I go in and out reading text from the book to adding my own comments. The image is of my own notes from summarizing this highly dense foreword. It is helping me make sense not only of the whole book but also how to present this in a limited timeline.
From the Foreword:
“I look at Zen not as a religion but as a way of thinking, and at scientific breakthrough-the joy of creating something-as a form of enlightenment.”
~Albert Low
“Conflict is the very source of creation; thus, what is most to be feared by the company that wants it’s management to remain creative, is loss of a sense of conflict through the resolution of conflict by an old man’s methods.”
~Albert Low
More from the Foreword:
“Dilemmas arise out of the whole; problems come with the luxury of being able to reduce the whole to component parts. With dilemmas, unlike problems, there are no right solutions; one can only choose the most suitable decision. This has always been the case but nowadays managers do not simply have to wrestle with dilemmas that arise within their own companies, but also with those that arise from the interaction of their companies with society as a whole.”
~Albert Low
Karl Marx said that every system carries within it the seeds of its own destruction. … Pollution is fast becoming the number-one threat to the future- (Note: it is the number one issue here in 2015). “Outpacing other threats such as overpopulation, depleted resources, and nuclear disaster. Pollution, however, is but one horn of the societal dilemma. The need for full employment is another. The present specters of depression, unemployment, poverty, and disillusionment are the other side of the story. The pendulum will swing again, jobs will once more become plentiful, but how much more litter, discarded chemicals, waste material, and waste gasses can our planet survive.”
~Albert Low
This was written back in the 70’s.
“A full dilemma, moreover, as this book will show, has four horns, not just two.
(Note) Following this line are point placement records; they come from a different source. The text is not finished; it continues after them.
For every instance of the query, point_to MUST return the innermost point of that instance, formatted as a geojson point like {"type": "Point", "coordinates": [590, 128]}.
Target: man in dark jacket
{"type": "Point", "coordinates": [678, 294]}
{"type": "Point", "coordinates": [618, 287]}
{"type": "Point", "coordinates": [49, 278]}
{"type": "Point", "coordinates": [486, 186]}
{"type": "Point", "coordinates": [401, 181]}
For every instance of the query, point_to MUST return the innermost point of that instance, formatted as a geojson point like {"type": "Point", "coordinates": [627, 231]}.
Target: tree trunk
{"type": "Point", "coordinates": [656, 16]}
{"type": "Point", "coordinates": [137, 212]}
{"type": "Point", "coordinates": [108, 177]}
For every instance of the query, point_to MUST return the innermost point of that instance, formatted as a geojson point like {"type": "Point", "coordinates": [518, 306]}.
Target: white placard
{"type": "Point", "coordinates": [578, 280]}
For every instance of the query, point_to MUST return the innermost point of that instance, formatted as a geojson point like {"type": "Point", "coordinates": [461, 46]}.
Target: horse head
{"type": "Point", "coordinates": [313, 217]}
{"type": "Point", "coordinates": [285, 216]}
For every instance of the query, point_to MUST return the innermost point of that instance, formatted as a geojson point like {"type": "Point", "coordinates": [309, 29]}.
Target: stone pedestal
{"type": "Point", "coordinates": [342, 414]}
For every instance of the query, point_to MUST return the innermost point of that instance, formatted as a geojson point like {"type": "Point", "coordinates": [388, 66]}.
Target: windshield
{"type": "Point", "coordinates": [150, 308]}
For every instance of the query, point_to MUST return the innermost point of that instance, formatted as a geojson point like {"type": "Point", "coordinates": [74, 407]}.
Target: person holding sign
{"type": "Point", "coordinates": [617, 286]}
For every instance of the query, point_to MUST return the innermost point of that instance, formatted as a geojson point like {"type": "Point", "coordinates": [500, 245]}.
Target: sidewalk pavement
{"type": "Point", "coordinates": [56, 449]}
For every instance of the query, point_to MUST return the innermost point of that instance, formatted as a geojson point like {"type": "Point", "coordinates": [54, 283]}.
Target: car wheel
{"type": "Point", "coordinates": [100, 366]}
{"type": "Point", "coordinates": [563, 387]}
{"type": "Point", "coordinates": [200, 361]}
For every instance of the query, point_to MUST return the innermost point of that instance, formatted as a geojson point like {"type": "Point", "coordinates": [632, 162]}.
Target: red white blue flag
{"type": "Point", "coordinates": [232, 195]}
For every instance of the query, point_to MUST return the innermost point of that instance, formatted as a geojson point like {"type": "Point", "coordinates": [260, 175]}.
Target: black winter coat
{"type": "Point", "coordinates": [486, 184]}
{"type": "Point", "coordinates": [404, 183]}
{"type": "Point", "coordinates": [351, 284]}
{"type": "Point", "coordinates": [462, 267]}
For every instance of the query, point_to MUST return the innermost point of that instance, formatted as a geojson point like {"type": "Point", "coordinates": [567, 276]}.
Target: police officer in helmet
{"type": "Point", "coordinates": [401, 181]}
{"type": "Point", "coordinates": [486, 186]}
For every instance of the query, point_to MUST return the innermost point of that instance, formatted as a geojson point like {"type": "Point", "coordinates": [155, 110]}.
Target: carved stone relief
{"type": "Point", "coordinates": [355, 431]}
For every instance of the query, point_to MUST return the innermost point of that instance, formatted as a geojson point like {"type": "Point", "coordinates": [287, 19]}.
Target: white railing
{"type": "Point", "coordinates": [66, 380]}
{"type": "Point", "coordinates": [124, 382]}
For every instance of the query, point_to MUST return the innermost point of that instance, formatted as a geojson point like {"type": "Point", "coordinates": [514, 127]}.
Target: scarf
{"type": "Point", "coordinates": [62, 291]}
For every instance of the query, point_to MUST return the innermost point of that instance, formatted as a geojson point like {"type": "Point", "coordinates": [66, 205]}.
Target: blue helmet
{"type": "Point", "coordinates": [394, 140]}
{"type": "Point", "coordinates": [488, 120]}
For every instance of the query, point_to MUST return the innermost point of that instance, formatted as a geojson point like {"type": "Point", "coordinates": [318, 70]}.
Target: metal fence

The societal dilemma also includes the need to control inflation, which still threatens the financial structure, and also free access to credit, which has become a principle feature of that structure. Each of these four is dependent on the others and none can be resolved in isolation. Each is a dimension of the whole.”
~Albert Low
He uses the term Life Force in the last paragraph of the Foreword, which is why I like this book and how it is unique for business:
“The life force that organizes species, organs, and organisms also molds organizations,. Human beings cannot conquer nature-they are nature in action. The creative leaps made by man and the creative leaps made by nature are of the same kind. Nature makes use of what may be called “un reculer pour mieux sauter,” a recoiling, in order to leap that much better. When nature’s evolutionary drive has reached a cul-de-sac, it withdraws and breaks out from a new point in a new direction. I am suggesting that Zazen is a discipline that uses un reculer pour mieux sauter; this approach provides greater facility in dealing with those organizational cul-de-sacs that are both frustrations and opportunities. Zazen seems to be as old as mankind; what is new today is its availability to the West, and specifically, its availability for dealing with the complex, multifaceted problems encountered in organizations.”